Farm Family Mutual Insurance v. Nass

121 A.D.2d 498 | N.Y. App. Div. | 1986

In an action, inter alia, seeking a judgment declaring that the plaintiff fulfilled its obligation to pay no-fault benefits under an insurance policy, Joyce Nass, as administratrix of the estate of Jacqueline Nass, deceased, and in her individual capacity, appeals, as limited by her brief, from so much of an order of the Supreme Court, Suffolk County (Underwood, J.), dated October 16, 1984, as granted the motion of the third-party defendant Harleysville Insurance Company (hereafter Harleysville) to dismiss the third-party complaint insofar as it is asserted against it upon the ground that the court lacked personal jurisdiction over it.

Order affirmed insofar as appealed from, with costs.
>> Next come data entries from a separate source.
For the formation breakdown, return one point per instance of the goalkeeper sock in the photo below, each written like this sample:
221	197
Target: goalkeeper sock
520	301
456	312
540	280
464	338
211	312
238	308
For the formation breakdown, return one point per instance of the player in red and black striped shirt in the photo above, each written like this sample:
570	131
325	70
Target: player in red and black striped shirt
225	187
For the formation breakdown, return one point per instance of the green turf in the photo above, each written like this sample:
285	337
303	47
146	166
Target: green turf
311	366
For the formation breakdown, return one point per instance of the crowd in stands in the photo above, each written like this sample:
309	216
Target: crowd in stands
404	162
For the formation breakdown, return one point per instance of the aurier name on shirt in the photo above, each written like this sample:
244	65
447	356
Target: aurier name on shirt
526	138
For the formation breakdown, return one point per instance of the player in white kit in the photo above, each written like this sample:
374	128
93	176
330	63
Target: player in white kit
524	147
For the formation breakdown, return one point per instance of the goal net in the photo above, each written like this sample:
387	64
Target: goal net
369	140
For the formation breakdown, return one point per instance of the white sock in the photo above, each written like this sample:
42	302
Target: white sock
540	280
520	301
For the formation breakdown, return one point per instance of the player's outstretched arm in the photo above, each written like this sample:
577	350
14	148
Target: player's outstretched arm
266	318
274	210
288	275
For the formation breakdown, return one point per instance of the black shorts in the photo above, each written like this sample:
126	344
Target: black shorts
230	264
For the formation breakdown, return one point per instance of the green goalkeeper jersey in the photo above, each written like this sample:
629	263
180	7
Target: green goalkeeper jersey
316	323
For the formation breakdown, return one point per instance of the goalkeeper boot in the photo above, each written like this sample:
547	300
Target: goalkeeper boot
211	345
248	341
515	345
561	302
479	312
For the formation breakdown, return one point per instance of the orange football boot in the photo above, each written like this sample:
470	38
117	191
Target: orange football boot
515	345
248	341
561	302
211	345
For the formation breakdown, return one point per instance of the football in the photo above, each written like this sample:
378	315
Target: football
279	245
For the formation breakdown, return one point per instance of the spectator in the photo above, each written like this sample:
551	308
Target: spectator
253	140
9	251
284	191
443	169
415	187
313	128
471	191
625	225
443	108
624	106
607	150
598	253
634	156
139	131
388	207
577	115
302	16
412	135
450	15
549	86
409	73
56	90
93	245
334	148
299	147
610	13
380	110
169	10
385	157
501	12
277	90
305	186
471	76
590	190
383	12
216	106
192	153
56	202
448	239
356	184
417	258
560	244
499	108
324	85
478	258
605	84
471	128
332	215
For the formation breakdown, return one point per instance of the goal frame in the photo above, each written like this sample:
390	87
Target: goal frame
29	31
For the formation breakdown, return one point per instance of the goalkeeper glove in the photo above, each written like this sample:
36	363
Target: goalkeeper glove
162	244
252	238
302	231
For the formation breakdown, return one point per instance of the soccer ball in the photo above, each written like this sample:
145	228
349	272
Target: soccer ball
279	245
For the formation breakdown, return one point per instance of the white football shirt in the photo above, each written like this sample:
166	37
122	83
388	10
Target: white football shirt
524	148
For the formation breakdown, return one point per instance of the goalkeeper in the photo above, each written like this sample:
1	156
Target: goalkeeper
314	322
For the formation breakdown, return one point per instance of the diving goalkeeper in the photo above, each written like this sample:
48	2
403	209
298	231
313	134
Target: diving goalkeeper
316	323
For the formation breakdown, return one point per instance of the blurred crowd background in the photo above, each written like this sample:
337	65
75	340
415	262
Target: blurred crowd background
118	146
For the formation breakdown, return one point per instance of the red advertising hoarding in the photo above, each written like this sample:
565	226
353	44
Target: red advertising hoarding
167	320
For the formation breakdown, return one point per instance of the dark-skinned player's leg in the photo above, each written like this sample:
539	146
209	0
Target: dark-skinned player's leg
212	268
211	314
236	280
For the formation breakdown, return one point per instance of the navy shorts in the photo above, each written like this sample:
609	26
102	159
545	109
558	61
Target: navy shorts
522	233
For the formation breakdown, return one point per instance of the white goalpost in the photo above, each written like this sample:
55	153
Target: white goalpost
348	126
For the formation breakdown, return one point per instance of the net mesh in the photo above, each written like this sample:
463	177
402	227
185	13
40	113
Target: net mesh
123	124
Special Term was correct when it concluded that it did not have personal jurisdiction over Harleysville under Insurance Law former § 59-a. Insurance Law former § 59-a (recodified with several minor changes as Insurance Law § 1213, eff Sept. 1, 1984) was enacted to provide a method of substituted *499service of process upon insurers who are not authorized to do business in this State and who issue or deliver policies of insurance to residents of New York (see, Insurance Law former § 59-a [1]). The statute authorizes the service of process upon the Superintendent of Insurance where any insurer unauthorized to do business in this State issues or delivers contracts of insurance to residents of this State or corporations authorized to do business herein, solicits applications for such contracts, collects premiums, membership fees, assessments or other consideration for such contracts, or undertakes any other transaction of business, in an action, suit or proceeding arising out of any such contract of insurance (see, Insurance Law former § 59-a [2] [a]). Harleysville’s insured was involved in an automobile accident with Jacqueline Nass, a New York resident, in Burlington County, New Jersey. Subsequently, Harleysville authorized a New York insurance-adjusting firm to settle the claim arising from that accident. The appellant now contends that action by Harleysville was sufficient to bring it under the purview of Insurance Law former § 59-a (2) (a) (4) regarding "any other transaction of business.” Clearly, the substitute-service provision of Insurance Law former § 59-a applies only to insurers who issue or deliver policies when they are unauthorized to do business within New York State, and there is nothing in this record to indicate and the appellant does not claim, that Harleysville’s insured’s policy was issued or delivered to a resident of New York State. Therefore, the provision does not apply in this case to Harleysville. Bracken, J. P., Niehoff, Lawrence and Kunzeman, JJ., concur.